Gili started to speak, sucked in her full red lips and stopped.
Mickey said: “I understand the seamen have been questioned; one of them will talk to save his own skin.”
“It’s an ironic thing,” said Daisy Belle suddenly. “Life and death in that horrible lifeboat; pitching up and down in the waves and darkness, expecting death for all of us at any moment. Never suspecting that actually he was already dead. You saw something of him on the Lerida, Gili. What do you think of it?”
“I know nothing of it!” cried Gili vehemently, her eyes flashing toward Daisy Belle. “Nothing at all. Oh, I talked to him a little on the ship. I never saw him before. Never once. But he”—she shrugged—“he was a man. He talked; I listened. He was nothing to me. Nothing.” She paused again, appeared to consider her words and then turned to Mickey, linking her arm through his, and looking up confidingly and appealingly into his face. “You see, don’t you, André? It was—well, call it a tiny bit of a flirtation; that’s all. He was nothing to me. You understand?”
It was, thought Marcia, an instinctive gesture on Gili’s part to enlist Mickey’s sympathy and aid. Probably in the world she had known she had never been able to put her faith in women’s friendship. It was men who ruled everything, and men could be cajoled, men could be enlisted on her side, men could protect her. She leaned one cheek toward Mickey’s shoulder and moved it softly against him like a cat rubbing its head, purring and begging for something.
Well, that wasn’t fair. Naturally she didn’t like Gili’s approach to Mickey; naturally she didn’t like that arm linked through Mickey’s, that golden head brushing his shoulder so softly, so gently. And it was silly, because Gili performed the little gesture as instinctively as she ate.
All the same, Marcia wished Mickey would move away from Gili, decisively. Which was silly, too; it meant nothing to him. Besides, Mickey was an attractive man; certainly Marcia did not intend to go through life having twinges of something very like jealousy every time another woman so much as looked at him. Mickey said: “Did he tell you anything about himself, Gili?”
“Nothing at all,” she cried again. “Nothing. I tried to remember. I tried to tell the Captain. But there really wasn’t anything. He”—a ghost of a complacent smile came into Gili’s face—“he admired me, you know. He talked—oh, nonsense, mostly. But then, really, I only walked the deck a bit with him, leaned over the railing. Half the time I didn’t listen at all. He was nothing to me. And now...” Suddenly the complacency of a woman admired left her face and her voice. She gave a shrug that this time was more like a shiver and said in a low voice: “I wish I’d never seen him. It’s horrible. Death and murder and...I don’t like dead men.”
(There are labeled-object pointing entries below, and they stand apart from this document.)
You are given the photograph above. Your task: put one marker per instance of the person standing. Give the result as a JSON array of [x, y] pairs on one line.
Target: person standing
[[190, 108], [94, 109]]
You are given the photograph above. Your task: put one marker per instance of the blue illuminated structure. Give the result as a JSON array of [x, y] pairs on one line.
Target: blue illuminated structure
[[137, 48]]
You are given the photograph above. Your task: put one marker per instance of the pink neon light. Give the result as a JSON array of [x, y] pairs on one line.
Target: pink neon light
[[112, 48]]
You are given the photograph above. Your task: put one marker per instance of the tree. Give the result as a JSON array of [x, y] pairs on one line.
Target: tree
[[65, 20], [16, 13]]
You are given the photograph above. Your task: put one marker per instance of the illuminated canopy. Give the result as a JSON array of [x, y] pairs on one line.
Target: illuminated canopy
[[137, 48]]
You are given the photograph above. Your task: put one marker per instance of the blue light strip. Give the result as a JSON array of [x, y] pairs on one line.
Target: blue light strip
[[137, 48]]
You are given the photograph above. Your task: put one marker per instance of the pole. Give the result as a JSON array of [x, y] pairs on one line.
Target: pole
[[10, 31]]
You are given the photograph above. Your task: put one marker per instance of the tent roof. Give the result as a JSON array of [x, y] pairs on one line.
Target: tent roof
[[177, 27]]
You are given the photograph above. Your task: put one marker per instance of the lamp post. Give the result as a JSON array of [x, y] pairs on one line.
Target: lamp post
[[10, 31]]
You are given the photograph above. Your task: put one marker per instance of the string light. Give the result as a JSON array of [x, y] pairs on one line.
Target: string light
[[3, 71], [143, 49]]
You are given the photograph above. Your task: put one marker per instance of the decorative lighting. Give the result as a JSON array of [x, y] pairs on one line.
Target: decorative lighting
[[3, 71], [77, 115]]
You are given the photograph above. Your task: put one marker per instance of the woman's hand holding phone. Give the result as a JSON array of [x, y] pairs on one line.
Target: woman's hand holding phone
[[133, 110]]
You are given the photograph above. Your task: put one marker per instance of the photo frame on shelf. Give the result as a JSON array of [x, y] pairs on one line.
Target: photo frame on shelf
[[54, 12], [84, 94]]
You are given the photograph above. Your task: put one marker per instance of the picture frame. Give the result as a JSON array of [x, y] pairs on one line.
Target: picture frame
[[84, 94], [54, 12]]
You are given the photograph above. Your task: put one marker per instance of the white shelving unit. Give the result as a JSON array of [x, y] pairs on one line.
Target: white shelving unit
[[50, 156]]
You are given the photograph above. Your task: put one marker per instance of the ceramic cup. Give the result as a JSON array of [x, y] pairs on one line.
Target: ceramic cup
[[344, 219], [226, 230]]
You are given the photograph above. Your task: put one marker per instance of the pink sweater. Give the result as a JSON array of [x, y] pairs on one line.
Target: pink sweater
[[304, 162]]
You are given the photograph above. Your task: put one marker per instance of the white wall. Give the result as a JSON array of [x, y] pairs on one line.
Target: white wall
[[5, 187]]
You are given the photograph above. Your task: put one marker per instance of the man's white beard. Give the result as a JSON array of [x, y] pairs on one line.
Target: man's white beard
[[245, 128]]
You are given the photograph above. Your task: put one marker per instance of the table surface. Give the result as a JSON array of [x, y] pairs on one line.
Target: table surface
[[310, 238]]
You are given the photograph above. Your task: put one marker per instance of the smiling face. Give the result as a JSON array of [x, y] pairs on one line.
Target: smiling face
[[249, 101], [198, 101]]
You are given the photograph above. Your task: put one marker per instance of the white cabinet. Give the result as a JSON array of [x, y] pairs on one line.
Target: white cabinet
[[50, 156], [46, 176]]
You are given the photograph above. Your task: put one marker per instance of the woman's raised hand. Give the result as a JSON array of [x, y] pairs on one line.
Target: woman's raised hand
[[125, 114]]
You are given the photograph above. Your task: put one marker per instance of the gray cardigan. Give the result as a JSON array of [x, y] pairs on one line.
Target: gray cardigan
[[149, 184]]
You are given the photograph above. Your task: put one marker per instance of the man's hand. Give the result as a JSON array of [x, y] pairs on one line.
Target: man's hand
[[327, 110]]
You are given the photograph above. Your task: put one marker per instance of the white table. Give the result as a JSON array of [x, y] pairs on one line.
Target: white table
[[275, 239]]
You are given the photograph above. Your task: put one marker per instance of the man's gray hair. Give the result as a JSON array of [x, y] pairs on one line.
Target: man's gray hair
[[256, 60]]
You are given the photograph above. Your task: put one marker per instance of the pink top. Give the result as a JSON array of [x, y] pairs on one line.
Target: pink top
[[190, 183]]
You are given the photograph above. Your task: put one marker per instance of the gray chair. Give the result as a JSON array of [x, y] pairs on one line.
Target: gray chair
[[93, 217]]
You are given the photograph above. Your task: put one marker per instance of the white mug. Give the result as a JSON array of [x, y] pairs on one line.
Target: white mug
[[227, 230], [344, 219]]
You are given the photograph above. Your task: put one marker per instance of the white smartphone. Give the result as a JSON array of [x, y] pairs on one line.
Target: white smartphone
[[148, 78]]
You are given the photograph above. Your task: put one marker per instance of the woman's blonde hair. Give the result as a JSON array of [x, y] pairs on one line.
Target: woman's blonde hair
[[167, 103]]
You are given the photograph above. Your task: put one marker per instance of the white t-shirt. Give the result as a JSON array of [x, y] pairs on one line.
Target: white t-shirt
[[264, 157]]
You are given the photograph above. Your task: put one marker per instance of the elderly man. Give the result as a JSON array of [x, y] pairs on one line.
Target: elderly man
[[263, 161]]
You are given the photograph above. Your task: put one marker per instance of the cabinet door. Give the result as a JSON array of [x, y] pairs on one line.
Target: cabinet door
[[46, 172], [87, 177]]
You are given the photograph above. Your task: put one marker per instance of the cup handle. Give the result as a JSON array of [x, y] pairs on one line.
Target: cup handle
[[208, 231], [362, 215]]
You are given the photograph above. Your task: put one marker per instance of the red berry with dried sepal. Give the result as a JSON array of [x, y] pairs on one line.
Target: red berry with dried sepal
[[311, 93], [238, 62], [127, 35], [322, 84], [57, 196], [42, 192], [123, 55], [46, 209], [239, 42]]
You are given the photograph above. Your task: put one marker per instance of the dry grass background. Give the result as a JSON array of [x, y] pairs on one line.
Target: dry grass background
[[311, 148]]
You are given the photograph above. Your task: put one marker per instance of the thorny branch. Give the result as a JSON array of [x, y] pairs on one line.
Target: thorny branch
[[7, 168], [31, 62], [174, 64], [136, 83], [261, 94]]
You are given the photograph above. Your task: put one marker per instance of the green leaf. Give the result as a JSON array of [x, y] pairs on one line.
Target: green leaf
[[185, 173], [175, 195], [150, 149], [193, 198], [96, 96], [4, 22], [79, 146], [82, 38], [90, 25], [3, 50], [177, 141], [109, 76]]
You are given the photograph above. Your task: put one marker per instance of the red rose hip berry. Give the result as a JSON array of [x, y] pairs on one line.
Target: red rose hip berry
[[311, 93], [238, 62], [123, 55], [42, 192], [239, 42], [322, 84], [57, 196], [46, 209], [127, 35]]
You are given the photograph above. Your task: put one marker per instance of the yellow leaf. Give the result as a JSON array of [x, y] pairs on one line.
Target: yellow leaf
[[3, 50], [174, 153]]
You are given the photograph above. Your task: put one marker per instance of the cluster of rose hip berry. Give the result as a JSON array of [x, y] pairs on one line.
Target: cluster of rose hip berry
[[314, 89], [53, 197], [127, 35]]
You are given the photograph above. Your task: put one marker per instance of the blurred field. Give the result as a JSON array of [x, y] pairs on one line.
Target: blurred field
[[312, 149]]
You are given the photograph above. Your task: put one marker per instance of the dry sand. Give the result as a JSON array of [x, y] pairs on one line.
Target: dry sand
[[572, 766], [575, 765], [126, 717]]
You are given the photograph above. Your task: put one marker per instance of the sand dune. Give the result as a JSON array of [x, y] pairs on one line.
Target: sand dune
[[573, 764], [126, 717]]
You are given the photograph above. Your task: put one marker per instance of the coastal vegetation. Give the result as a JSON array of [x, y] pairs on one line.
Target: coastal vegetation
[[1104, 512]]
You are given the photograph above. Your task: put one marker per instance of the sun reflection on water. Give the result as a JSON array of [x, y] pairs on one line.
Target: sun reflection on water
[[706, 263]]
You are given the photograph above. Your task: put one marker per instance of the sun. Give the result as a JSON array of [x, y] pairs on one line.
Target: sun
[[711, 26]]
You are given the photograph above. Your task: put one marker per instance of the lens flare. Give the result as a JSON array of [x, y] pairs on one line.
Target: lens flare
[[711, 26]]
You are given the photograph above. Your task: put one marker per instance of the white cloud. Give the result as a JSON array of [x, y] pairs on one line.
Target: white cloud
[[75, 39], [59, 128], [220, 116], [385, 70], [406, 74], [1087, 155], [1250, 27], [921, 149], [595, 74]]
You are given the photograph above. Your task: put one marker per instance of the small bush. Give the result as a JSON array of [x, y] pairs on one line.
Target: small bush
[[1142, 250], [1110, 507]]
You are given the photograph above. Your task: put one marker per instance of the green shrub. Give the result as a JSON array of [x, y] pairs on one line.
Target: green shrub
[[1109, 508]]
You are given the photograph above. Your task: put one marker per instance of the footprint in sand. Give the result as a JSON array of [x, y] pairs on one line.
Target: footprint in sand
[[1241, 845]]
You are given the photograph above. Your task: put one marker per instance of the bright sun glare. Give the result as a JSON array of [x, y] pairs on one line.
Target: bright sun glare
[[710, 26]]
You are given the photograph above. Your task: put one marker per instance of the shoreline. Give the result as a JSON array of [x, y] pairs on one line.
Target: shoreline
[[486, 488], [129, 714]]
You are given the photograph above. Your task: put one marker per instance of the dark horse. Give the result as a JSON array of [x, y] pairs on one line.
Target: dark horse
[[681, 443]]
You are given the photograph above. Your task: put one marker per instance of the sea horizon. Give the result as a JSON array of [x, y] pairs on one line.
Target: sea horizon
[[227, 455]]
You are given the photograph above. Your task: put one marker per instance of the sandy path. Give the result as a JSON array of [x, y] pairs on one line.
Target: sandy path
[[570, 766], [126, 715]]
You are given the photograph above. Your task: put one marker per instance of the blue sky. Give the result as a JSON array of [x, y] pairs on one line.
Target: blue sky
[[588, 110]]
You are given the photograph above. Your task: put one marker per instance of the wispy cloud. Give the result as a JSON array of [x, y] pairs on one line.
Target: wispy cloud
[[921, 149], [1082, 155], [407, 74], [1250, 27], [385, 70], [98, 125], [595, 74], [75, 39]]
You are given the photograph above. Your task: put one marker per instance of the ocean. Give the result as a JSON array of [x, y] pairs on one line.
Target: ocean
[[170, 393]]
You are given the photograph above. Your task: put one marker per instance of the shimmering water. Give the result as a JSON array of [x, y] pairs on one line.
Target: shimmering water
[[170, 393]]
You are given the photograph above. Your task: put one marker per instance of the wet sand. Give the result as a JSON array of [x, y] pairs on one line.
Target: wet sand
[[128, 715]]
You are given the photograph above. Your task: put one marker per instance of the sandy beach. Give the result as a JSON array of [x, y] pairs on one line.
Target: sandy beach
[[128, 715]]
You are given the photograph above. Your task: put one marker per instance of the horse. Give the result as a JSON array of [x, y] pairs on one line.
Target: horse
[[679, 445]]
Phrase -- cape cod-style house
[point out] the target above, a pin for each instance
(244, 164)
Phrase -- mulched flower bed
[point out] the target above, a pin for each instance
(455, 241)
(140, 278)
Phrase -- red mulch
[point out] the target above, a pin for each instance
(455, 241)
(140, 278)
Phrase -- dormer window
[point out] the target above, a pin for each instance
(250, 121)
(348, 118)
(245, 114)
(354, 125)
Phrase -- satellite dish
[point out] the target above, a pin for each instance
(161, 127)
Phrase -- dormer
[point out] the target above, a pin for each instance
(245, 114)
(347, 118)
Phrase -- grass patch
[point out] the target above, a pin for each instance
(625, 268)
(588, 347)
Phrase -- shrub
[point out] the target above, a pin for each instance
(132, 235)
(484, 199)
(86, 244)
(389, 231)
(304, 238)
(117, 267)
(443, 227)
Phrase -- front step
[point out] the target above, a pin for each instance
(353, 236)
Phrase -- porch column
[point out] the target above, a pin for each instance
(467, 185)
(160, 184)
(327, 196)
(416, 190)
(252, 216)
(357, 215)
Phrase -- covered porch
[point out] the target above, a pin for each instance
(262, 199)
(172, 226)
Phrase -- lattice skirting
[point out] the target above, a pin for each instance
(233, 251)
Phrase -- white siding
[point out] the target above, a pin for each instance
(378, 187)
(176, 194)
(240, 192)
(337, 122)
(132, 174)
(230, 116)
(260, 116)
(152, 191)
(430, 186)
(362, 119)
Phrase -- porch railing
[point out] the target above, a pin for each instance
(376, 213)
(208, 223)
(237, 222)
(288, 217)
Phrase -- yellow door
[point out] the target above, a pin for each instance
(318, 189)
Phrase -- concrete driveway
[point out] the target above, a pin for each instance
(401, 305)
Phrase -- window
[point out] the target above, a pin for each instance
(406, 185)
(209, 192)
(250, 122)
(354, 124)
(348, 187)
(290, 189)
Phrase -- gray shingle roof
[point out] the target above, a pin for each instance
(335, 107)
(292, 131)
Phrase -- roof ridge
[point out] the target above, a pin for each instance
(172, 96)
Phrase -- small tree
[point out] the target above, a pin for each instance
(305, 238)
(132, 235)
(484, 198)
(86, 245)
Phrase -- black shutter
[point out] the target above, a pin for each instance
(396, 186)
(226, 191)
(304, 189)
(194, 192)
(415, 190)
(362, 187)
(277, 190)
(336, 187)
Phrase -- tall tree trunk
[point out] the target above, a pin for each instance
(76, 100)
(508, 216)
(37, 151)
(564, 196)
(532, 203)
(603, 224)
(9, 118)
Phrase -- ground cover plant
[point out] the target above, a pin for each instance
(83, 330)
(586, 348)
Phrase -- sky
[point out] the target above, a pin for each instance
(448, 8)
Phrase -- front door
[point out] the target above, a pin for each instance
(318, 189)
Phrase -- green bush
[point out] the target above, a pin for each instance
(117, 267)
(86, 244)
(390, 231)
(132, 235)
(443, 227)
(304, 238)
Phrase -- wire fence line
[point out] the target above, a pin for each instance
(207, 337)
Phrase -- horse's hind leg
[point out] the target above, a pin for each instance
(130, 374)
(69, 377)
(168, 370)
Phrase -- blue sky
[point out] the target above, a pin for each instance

There was a small, queer silence with only the rush of the ship through the water and the murmur of the radio in the distance. Then Daisy Belle said dryly: “I don’t think anyone does, Gili. Especially if they’ve been murdered.”
And Mickey said suddenly: “I’m going to talk to the Captain again.”
“I’ll go inside too.” Gili hunched up her shoulders. “I’m cold. The sea frightens me. I was sure last night that we’d all be drowned. I’m going inside where it’s warm and lighted.” She turned with Mickey, still clinging to his arm. Mickey said: “See you here when I’ve finished, Marcia.”
They vanished into the lighted passageway behind them. And after a moment Daisy Belle said, dryly again: “A man’s woman.”
“She can’t help it.”
Daisy Belle smoked for a moment, considering. “No. Actually she can’t. She was born that way. And I suppose she’s had to live that way. By the favors of a man’s world. But,” said Daisy Belle, “I think she’ll manage. And there was more to that little affair with Castiogne than she pretends!” She laughed shortly, smoked, and added: “Not that I think she murdered him. It’s merely instinct for her to cling to some man. The way she’s”—she blew out smoke again, slowly, narrowing her eyes—“the way she’s clinging to André. But André, if I may say so, is eminently clingable.”